ROTE NDAO - Terkait dengan polemik berkepanjangan soal dugaan penutupan akses masuk lokasi wisata pantai Bo'a di Desa Bo'a, Kecamatan Rote Barat, yang dilakukan oleh pihak PT Boa Development, Masyarakat Desa Bo'a pun akhirnya surati Bupati Rote Ndao.

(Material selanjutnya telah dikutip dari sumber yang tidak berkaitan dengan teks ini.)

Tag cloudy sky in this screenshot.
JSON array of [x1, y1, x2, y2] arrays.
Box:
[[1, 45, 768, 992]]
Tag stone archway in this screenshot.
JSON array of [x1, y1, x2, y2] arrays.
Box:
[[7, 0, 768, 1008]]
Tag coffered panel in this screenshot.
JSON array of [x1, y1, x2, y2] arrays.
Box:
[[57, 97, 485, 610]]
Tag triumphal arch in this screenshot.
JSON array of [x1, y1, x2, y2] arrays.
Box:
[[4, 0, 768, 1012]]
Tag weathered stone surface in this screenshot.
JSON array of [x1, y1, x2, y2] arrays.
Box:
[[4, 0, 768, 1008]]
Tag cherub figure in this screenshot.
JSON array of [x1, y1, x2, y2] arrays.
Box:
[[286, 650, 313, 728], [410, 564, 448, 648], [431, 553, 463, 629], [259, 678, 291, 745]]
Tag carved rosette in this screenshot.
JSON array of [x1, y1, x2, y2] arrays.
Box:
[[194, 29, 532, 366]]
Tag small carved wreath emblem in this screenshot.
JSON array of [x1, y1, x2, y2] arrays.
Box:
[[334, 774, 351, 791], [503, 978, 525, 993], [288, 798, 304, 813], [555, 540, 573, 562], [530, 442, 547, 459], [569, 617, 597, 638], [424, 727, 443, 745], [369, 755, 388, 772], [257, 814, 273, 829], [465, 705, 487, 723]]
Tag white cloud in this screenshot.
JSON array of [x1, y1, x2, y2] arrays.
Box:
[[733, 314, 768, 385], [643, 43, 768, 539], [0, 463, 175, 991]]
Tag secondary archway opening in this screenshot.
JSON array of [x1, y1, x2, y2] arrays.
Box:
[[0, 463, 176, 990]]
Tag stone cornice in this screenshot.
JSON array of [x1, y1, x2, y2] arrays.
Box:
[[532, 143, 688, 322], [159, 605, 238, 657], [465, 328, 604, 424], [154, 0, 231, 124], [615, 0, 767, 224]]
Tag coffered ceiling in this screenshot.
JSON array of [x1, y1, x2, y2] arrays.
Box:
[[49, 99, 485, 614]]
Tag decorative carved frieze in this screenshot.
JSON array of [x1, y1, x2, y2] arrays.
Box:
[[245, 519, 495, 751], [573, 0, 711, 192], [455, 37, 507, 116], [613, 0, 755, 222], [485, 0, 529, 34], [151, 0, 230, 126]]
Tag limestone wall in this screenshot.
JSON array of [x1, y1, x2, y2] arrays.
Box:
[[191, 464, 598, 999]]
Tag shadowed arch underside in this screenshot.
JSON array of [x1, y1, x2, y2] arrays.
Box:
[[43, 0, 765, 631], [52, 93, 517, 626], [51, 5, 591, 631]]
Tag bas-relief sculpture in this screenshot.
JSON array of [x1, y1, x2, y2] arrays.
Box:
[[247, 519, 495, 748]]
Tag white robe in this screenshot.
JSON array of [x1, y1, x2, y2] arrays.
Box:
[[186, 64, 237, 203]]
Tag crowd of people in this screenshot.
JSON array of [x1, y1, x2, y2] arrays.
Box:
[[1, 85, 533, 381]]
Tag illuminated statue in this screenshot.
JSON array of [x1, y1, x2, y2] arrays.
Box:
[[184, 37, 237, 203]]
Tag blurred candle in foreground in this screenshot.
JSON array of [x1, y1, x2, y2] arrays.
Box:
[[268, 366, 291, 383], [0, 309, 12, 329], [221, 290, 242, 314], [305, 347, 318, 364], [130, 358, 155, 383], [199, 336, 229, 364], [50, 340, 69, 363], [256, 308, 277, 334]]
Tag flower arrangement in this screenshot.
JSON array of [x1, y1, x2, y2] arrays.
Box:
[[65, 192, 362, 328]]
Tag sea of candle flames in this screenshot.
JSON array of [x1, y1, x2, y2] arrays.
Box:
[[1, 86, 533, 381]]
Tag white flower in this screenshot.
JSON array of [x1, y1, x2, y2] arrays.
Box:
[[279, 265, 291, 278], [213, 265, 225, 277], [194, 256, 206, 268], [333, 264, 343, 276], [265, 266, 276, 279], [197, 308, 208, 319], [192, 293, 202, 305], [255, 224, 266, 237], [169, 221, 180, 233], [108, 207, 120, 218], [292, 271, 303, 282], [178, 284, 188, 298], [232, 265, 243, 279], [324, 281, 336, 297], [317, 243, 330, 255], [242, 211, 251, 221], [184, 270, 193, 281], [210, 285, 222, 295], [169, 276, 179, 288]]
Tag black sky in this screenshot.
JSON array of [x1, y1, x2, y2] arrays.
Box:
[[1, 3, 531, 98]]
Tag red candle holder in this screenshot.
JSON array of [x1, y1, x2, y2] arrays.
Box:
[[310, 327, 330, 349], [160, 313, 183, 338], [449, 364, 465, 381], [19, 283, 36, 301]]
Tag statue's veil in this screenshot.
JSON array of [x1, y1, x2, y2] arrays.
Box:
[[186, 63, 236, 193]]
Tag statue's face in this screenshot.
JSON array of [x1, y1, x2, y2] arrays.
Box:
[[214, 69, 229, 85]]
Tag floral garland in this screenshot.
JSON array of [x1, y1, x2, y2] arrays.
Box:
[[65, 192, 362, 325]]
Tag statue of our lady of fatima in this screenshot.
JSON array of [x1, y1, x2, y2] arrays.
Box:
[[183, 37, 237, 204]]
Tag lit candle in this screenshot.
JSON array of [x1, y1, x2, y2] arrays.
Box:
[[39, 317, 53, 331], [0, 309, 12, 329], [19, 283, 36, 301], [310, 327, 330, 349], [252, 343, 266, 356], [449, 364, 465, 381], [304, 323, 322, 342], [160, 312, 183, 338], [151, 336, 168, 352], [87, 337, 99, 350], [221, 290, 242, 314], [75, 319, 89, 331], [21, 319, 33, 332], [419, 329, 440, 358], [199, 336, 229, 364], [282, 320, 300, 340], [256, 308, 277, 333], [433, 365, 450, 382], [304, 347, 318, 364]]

Sesuai dengan informasi yang diterima media ini, surat tersebut di tandatangani oleh 7 orang tokoh masyarakat bersama 100 orang masyarakat Desa Bo'a. Dalam surat tersebut, masyarakat Desa Bo'a mengajukan Tuntutan Pengembalian Akses Jalan Umum Ke Kawasan Pantai Wisata Bo'a yang ditutup oleh pihak PT Bo'a Development dan Nihi Rote. Dalam surat tersebut juga dijelaskan sejarah singkat awal mula masyarakat Desa Bo'a menghibahkan tanah mereka seluas 7 Hektar kepada Pemda Rote Ndao yang belakangan diketahui bahwa tanah tersebut telah diberikan Hak Pakai oleh dari Pemda Rote Ndao kepada PT Bo'a Development.

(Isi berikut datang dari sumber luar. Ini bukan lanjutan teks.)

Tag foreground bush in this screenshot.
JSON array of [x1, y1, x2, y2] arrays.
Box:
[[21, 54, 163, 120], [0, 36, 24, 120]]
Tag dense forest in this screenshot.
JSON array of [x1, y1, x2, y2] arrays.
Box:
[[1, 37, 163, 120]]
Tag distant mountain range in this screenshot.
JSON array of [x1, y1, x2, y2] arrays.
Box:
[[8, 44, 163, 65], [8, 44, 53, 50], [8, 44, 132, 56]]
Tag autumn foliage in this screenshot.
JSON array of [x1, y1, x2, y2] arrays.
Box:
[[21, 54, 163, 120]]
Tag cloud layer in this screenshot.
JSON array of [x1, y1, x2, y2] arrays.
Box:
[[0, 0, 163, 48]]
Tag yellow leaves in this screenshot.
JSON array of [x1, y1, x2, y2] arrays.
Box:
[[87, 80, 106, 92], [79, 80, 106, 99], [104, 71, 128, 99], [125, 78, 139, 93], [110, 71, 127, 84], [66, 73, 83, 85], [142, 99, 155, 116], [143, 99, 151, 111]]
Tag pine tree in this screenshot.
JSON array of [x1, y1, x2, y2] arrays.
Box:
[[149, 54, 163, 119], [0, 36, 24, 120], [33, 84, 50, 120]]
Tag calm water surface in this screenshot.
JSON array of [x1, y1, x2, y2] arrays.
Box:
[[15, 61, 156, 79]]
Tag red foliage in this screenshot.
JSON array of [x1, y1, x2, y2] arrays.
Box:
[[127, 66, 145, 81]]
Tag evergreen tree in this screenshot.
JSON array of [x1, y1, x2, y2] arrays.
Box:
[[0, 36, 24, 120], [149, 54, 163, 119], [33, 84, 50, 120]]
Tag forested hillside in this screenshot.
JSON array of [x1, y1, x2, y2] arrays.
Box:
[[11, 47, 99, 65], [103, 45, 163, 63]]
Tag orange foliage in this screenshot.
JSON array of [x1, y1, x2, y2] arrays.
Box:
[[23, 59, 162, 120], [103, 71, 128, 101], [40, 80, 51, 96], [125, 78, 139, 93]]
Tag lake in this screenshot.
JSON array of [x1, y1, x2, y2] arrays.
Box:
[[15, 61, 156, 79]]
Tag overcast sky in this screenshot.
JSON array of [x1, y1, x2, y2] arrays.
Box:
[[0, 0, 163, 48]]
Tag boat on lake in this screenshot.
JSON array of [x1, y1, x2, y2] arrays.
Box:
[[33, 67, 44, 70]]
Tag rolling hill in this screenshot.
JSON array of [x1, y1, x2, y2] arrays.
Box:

Dalam surat tersebut juga di uraikan bahwa awalnya pada tahun 1997 masyarakat Desa Bo'a dan Pemerintah menyepakati dibangun akses ke Pantai Bo'a, dari Jalan Raya (Samping Lapangan Bola Kaki) dengan Sumber anggaran yang digunakan adalah Inpres Desa Tertinggal (IDT) yang dalam pekerjaan jalan tersebut turut melibatkan swadaya dari masyarakat guna membuka akses jalan ke pantai Bo'a secara terbuka untuk umum. Hal itu berdampak positif bagi penyelenggaraan Event Selancar Internasional, yakni Rote Island Surf Exhibition Tahun 2000, Rote Open tahun 2002, Rote Open tahun 2004, Billabong Rote Open tahun 2008, Billabong Rote Open 2009, serta secara berturut-turut Pemerintah Rote Ndao membangun kemitraan penyelenggaraan Lomba Selancar Tingkat Nasional tahun 2012 hingga tahun 2017.

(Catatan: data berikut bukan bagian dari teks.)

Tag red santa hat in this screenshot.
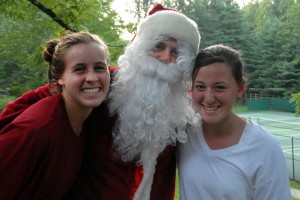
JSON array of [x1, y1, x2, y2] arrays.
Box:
[[134, 3, 200, 55]]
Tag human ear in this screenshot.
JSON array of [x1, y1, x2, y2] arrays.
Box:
[[237, 80, 246, 98], [58, 78, 64, 86]]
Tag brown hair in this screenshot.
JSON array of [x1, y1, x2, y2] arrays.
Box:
[[192, 44, 247, 86]]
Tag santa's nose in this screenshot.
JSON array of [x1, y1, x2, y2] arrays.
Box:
[[158, 49, 174, 64]]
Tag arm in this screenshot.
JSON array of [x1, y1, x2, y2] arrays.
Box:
[[0, 121, 43, 199]]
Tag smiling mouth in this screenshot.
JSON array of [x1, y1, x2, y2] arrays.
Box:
[[82, 88, 100, 94], [202, 105, 221, 111]]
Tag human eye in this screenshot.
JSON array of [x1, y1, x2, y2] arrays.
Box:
[[215, 85, 225, 92], [94, 63, 107, 72], [153, 42, 165, 52], [73, 65, 86, 73], [193, 83, 205, 91], [171, 48, 178, 57]]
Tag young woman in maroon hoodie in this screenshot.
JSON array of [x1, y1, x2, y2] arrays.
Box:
[[0, 31, 110, 199]]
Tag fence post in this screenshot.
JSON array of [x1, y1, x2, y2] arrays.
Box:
[[292, 137, 295, 180]]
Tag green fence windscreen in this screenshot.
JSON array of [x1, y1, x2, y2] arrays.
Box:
[[247, 98, 295, 112]]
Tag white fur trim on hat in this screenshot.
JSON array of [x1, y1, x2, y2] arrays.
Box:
[[135, 10, 200, 55]]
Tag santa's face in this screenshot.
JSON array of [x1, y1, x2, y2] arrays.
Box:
[[150, 38, 178, 64], [136, 37, 185, 83]]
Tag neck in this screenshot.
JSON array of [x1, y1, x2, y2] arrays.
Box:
[[202, 113, 246, 150], [63, 97, 92, 136]]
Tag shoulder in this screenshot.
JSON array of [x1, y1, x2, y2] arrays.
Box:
[[246, 120, 276, 141], [0, 94, 68, 141], [25, 93, 63, 115], [9, 94, 65, 129], [245, 120, 283, 153]]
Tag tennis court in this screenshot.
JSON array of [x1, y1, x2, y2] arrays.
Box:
[[238, 110, 300, 181]]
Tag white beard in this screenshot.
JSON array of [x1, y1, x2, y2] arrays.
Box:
[[108, 37, 197, 200]]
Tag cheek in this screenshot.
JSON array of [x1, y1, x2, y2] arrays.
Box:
[[67, 76, 82, 86], [62, 75, 86, 90], [191, 92, 198, 102], [99, 73, 110, 89], [170, 56, 177, 63], [150, 52, 158, 59], [222, 93, 237, 105], [192, 91, 203, 104]]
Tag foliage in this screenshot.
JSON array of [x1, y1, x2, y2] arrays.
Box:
[[0, 96, 16, 111], [290, 93, 300, 116], [0, 0, 127, 96]]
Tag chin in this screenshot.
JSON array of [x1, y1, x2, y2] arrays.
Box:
[[84, 98, 105, 108]]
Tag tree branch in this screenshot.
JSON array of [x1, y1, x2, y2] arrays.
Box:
[[27, 0, 77, 32]]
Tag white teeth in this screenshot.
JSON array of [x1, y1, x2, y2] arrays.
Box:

Kemudian Pada Tahun 2010 Pemerintah Kabupaten Rote Ndao melalui Dinas Pariwisata melakukan pendekatan dan negosiasi dengan para pemilik tanah di lokasi tersebut dan disepakati lahan seluas kurang lebih 7 Hektar diserahkan untuk dijadikan sebagai venue penyelenggaraan Event Selancar. selanjutnya akan dibangun fasilitas penunjang pariwisata yang mana pengelolaannya diserahkan kepada kelompok masyarakat (Pemilik Tanah). Namun kesepakatan itu tidak ditindak lanjuti. Pemda Rote Ndao malah menyerahkan pemanfaatan lahan Kepada PT. Boá Development berdasarkan Nota Kesepahaman Nomor : HK.50 Tahun 2011, dan Nomor: 03/BO'A/PK/XI/2011, Tentang Pembangunan dan Pengelolaan Resort Pantai Bo'a di Kecamatan Rote Barat, dan Nota Kesepahaman tersebut di tandatangani oleh Panji Adhikumoro Soeharto sebagai Direktur Utama PT Boa Development dan dari Pemda Rote Ndao ditandatangani oleh Mantan Bupati Rote Ndao, Drs. Leonard Haning, MM. Dalam Nota Kesepahaman tersebut, Pemda Rote Ndao menyerahkan sertifikat hak milik atas tanah lokasi resort pantai Bo'a seluas 61.783 m² dan menjamin PT Boa Development atas penyerahan hak pengelolaan/ hak pakai lokasi tersebut. Namun belakangan diketahui bahwa ternyata tanah tersebut yang tercatat dalam sertipikat tanah hanya seluas 55.125 m² saja.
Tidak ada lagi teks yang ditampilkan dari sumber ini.